King Edwin

Born c. 585; died October 12, 633. Son of King Aella of Deira (southern Northumbria, Yorkshire area), Saint Edwin was only three when his father died. The saint was deprived of the throne by King Ethelfrith of Bernicia (North Northumbria), who seized Aella's kingdom. Edwin spent the next 30 years in Wales and East Anglia. As a young man he married Cwenburg of Mercia by whom he had two sons.

Finally in 616, with the help of King Baedwald (Redwald) of East Anglia who had hosted him during his exile, Edwin was restored to the throne by defeating and killing Ethelfrith at the Battle of Idle River.

Edwin ruled ably and, in 625, after the death of his first wife, married Ethelburga, sister of King Eadbald of Kent, and a Christian. At first his embassy seeking her hand was rebuffed because he was not a Christian. But eventually a contract was reached wherein Ethelburga would be permitted the freedom to practice her religion and Edwin would seriously consider joining her in faith. With the agreement made, Ethelburga brought with her to Northumbria her confessor, Saint Paulinus, a Roman monk who had been sent by Pope Saint Gregory the Great to help Saint Augustine in the conversion of England and who had just been consecrated bishop of York. The bishop also saw this as an opportunity to spread the faith in the northern parts of the island.

The thoughtful and melancholy king was not naturally inclined to impetuous acts and, thus, it took some time before his conversion. The examples of Christian virtue displayed by his wife and her chaplain played an important role in his decision, but three specific events were determinative. First, an unsuccessful assassination attempt by the West Saxons. Second, the abandonment of paganism by Coifi the high priest. And, finally, a reminder by Paulinus of a mysterious experience Edwin had undergone while in exile some years earlier.

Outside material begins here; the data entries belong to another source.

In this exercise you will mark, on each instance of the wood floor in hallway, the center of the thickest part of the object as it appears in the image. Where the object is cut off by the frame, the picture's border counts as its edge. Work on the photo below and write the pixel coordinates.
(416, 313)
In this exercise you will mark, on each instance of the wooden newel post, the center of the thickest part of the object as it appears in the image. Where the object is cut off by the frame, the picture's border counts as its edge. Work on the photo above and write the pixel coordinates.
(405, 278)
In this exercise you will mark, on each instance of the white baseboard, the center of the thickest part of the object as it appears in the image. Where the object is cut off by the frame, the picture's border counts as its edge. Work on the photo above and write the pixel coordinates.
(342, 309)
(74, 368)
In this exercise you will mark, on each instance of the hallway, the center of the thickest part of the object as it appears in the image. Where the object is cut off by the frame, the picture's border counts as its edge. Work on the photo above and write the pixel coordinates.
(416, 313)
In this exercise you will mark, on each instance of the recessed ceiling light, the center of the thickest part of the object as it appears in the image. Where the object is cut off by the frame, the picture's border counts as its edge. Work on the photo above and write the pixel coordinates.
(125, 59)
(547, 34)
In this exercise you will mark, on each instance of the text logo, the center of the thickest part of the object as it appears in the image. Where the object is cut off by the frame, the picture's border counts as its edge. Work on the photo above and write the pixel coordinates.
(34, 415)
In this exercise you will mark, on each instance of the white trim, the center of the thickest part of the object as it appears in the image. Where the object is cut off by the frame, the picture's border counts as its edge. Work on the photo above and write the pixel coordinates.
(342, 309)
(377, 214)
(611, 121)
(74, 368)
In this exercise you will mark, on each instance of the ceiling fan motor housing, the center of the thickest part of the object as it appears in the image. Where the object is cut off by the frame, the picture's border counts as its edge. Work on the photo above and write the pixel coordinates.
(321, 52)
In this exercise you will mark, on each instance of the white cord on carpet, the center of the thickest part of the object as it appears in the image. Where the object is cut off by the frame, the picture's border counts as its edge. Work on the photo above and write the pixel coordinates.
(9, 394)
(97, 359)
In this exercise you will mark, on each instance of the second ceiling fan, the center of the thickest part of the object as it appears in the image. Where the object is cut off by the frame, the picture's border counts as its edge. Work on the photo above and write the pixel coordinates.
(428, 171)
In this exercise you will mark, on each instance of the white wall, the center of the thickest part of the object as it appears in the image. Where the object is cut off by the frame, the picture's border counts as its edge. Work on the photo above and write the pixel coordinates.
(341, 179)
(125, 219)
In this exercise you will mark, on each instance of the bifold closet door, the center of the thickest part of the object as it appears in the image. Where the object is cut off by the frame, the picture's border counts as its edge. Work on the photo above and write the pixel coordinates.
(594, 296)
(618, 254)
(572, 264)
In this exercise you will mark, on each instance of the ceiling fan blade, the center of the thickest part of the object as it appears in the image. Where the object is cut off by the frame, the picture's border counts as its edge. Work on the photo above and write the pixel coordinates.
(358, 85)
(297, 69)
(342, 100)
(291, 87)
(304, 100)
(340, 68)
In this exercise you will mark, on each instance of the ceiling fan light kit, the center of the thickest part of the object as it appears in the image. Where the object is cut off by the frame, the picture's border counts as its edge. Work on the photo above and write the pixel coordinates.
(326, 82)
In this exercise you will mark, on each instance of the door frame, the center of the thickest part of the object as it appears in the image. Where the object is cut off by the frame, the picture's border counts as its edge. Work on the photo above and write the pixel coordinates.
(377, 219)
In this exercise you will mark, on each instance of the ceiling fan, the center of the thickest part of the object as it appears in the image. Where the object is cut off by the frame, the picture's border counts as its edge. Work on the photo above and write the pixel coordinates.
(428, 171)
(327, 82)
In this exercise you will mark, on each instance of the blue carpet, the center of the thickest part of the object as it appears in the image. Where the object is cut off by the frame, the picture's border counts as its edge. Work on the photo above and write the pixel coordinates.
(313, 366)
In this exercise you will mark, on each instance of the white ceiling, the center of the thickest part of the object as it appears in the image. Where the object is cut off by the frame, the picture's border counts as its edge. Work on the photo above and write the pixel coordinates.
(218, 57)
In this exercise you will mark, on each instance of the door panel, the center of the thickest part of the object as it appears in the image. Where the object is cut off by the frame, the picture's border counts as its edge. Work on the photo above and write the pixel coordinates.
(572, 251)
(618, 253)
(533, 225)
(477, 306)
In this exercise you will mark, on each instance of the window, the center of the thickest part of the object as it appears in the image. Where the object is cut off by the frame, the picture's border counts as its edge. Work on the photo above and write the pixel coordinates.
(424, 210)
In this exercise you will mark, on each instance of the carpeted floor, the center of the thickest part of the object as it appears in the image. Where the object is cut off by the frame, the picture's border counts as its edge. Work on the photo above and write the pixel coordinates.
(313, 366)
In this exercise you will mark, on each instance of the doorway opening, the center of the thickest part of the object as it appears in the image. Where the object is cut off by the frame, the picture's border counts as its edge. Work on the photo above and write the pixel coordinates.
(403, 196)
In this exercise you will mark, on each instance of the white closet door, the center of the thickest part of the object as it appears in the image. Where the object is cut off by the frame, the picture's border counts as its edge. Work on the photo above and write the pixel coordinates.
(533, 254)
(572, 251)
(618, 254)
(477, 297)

Following these incidents, Edwin was converted to Christianity in 627, and baptized by Paulinus at Easter (attested by Bede) after the birth of a daughter. Many in Edwin's court and subjects in Yorkshire and Lincolnshire also came to faith. Thus, began Christianity in Northumbria. The idols and false gods had already been destroyed by the high priest himself.

King Edwin established law and order in the kingdom and soon became the most powerful king in England. He expanded his territory north into the land of the Picts, west into that of the Cumbrians and Welsh, and into Elmet near Leeds. The Venerable Bede relates that during the last year's of King Edwin's reign there was such peace and order in his dominions that a proverb said 'a woman could carry her newborn baby across the island from sea to sea and suffer no harm.'

His intention to build a stone church at York (an unprecedented event in those days) never materialized when his kingdom was invaded by pagan King Penda of Mercia and Cadwallon of North Wales. Edwin was defeated and killed at the Battle of Hatfield Chase in 633. This church was constructed, enshrined his head, and became the center of his cultus.

After his death, Northumbria reverted to paganism and Paulinus had to conduct Ethelburga and her children by sea to safety in Kent, where for the last 10 years of his life, he embellished his diocese of Rochester. The massacres and chaos that followed Edwin's death ended with the accession of Saint Oswald in 634.

Saint Edwin is view as a tribal hero, model Christian king, and martyr. Although his feast was not included in any of the surviving liturgical books of Northumbria, there was at least one ancient church dedication in his honor. Pope Gregory XIII implicitly approved his cultus by including Edwin among the English martyrs in the murals of the English College at Rome.

Edwin's cultus had another locus at Whitby, which had a shrine of his body, supposedly discovered by revelation and brought there from Hatfield Chase. Whitby Abbey was governed in turn by Edwin's daughter, Saint Enfleda, and his granddaughter, Saint Elfleda. It became the burial site for the royal members of the house of Deira and the home of Saint Gregory I's first biographer (Attwater, Benedictines, Delaney, Encyclopedia, Farmer).